A palavra Amém é uma de um pequeno número de palavras hebraicas que foram importadas sem modificação para a liturgia da Igreja, propter sanctiorem como S. Agostinho expressou, em virtude de um exemplo excepcionalmente sagrado. “Tão frequente era esta palavra hebraica na boca de Nosso Salvador“, observa o Catecismo do Concílio de Trento, “que agradou ao Espírito Santo tê-la perpetuada na Igreja de Deus“. Em verdade S. Mateus a atribuiu a Nosso Senhor vinte e oito vezes e S. João na sua forma dobrada vinte e seis vezes. A respeito da etimologia, Amém é um aforma derivada do verbo hebraico aman “fortalecer” ou “confirmar”.
Uso nas Escrituras
I. Nas Sagradas Escrituras ela aparece quase que invariavelmente como um advérbio, e seu uso primário é para indicar que o locutor adota para si o que já foi dito por outro. Assim em Jeremias 28:6, o profeta representa a si mesmo como respondendo à profecia de Ananias de dias mais felizes; “Amém (n.d.t: algumas versões brasileiras, como a edição “Ave Maria”, substituem frequentemente “Amém” por “Assim seja”). Realize o Senhor tua profecia”. E nas imprecações do Deuteronômio 27:14 sqq. Nós lemos, por exemplo: “Maldito o que despreza pai e mãe! E todo o povo dirá: Amém!”. A partir disto, alguns usos litúrgicos da palavra parecem ter se desenvolvido muito antes da vinda de Jesus Cristo. Logo podemos comparar 1 Crônicas 16:36, “Bendito seja o Senhor, Deus de Israel, pelos séculos dos séculos! E todo o povo disse: ‘Amém!’ e ‘Louvai o Senhor!’” com Salmos 105:48, “Bendito seja o Senhor, Deus de Israel, pelos séculos dos séculos! E que todo o povo diga: “Amém!”” (cf. também Neemias 8:6), estas últimas palavras na Septuaginta sendo representadas por genoito, genoito, e na Vulgata, que segue a Septuaginta, por fiat, fiat; porém o texto Massorético nos dá “Amém, Aleluia“. A tradição talmúdica nos conta que o amém não era dito no Templo, mas apenas nas sinagogas (cf. Edersheim, O Templo, p. 127), mas por isto nós provavelmente não devemos entender que dizer amém era proibido no Templo, apenas que a resposta da congregação, sendo atrasada até o final por medo de interromper a solenidade excepcional do rito, demandava uma fórmula mais extensa e impressionante que um simples Amém. A familiaridade do uso da pronúncia do Amém ao final de todas as orações, mesmo antes da era cristã, é evidenciado por Tobias 9:12.
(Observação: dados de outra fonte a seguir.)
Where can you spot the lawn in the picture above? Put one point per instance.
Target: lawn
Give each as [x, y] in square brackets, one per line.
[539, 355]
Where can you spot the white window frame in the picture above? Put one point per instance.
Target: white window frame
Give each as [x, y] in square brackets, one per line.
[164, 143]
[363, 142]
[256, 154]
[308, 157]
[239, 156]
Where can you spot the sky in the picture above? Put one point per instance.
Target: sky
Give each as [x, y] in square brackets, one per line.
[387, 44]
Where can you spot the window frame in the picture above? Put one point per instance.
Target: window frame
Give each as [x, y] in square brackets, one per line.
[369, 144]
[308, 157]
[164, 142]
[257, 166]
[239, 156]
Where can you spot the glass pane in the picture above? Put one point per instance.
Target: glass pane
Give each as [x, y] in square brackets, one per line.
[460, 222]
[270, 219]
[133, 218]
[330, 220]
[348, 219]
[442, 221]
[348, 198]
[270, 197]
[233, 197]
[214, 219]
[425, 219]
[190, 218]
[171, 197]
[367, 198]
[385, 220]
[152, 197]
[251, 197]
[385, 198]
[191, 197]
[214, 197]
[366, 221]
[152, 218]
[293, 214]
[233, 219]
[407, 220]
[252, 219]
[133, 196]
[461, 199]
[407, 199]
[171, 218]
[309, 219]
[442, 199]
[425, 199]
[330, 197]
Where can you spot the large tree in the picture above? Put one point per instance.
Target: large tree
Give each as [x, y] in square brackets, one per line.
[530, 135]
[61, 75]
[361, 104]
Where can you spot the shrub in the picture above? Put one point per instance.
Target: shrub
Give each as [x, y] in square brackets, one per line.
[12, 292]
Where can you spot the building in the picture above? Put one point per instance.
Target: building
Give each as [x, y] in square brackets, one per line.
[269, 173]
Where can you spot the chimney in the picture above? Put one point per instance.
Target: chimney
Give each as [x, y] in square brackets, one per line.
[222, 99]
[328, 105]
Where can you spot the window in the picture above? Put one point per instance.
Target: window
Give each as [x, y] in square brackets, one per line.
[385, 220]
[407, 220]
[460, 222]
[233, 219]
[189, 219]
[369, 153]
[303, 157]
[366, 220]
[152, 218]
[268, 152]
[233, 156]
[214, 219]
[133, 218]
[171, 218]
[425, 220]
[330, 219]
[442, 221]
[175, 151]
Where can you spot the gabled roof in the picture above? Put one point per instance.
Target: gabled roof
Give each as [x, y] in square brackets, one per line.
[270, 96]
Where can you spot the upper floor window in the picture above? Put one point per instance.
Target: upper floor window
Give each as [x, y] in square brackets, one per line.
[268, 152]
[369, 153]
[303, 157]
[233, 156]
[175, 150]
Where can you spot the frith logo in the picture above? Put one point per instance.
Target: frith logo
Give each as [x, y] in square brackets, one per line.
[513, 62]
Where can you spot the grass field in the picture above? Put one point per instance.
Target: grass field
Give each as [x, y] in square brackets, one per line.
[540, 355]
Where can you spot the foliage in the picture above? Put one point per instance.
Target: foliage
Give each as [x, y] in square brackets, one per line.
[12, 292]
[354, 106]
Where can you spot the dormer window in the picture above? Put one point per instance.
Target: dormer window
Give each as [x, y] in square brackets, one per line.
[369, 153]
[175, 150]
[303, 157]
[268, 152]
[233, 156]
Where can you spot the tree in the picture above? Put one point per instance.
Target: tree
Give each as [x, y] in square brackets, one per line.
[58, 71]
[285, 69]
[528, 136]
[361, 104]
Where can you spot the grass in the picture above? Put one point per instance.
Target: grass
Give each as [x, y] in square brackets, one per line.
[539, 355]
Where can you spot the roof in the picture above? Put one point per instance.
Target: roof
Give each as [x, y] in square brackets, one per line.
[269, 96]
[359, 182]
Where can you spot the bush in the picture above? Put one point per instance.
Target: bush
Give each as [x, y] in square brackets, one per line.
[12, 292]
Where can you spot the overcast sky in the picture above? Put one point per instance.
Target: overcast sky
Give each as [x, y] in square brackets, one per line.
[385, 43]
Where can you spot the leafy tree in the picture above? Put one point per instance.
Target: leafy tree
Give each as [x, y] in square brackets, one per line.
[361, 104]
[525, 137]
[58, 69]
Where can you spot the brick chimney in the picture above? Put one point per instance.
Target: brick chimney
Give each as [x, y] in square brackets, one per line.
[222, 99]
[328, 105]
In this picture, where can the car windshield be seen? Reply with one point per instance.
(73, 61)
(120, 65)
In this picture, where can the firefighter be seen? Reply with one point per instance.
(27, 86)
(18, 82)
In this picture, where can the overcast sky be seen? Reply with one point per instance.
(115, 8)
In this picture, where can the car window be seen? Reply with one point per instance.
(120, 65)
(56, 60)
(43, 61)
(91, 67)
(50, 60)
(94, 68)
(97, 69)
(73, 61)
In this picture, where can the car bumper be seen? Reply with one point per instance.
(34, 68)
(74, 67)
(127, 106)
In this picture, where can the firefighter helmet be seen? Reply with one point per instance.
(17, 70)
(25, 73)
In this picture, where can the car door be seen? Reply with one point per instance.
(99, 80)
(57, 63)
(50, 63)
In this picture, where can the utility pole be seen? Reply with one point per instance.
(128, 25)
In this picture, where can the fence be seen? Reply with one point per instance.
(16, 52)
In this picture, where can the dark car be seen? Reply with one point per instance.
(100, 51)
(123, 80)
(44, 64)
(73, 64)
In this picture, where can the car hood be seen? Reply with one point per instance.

II. Um segundo uso do amém mais comum no Novo Testamento, mas não necessariamente desconhecido no Antigo, não fazia referência às palavras de qualquer outra pessoa, mas era simplesmente uma forma de afirmação ou confirmação do próprio pensamento do locutor, algumas vezes introduzindo-o, outras vezes seguindo-o. Seu emprego como uma fórmula introdutória parece ser própria dos discursos de Nosso Salvador registrados nos Evangelhos, e vale notar que, enquanto nos sinóticos um amém é usado, em S. João a palavra é invariavelmente dobrada. (Cf. o duplo amém de conclusão em Números 5:22, etc.) Na tradução católica (i.e. a Reims) dos Evangelhos, a palavra hebraica é na maior parte do tempo conservada, mas na “Versão Autorizada” protestante ela é substituída por “Em verdade”. Quando amém é então usado por Nosso Senhor para introduzir uma declaração Ele parece fazê-lo especialmente para demandar a fé de Seus ouvintes em Suas palavras ou em Seu poder; p.ex. João 8:58, “Em verdade, em verdade, vos digo: antes que Abraão fosse, eu sou”. Em outras partes do Novo Testamento, especialmente nas Epístolas de S. Paulo, o amém geralmente conclui uma oração ou uma doxologia, p.ex. Romanos 11:36, “A Ele a glória por toda a eternidade! Amém”. Nós também o encontramos algumas vezes anexado a bênçãos, p.ex. Romanos 15:33, “E o Deus da paz esteja com todos vós. Amém”; porém este uso é bem mais raro e em muitas instâncias aparentes, p.ex. em todas aquelas recorrências feitas pelo abade Fernand Cabrol, o amém é realmente uma interpolação tardia.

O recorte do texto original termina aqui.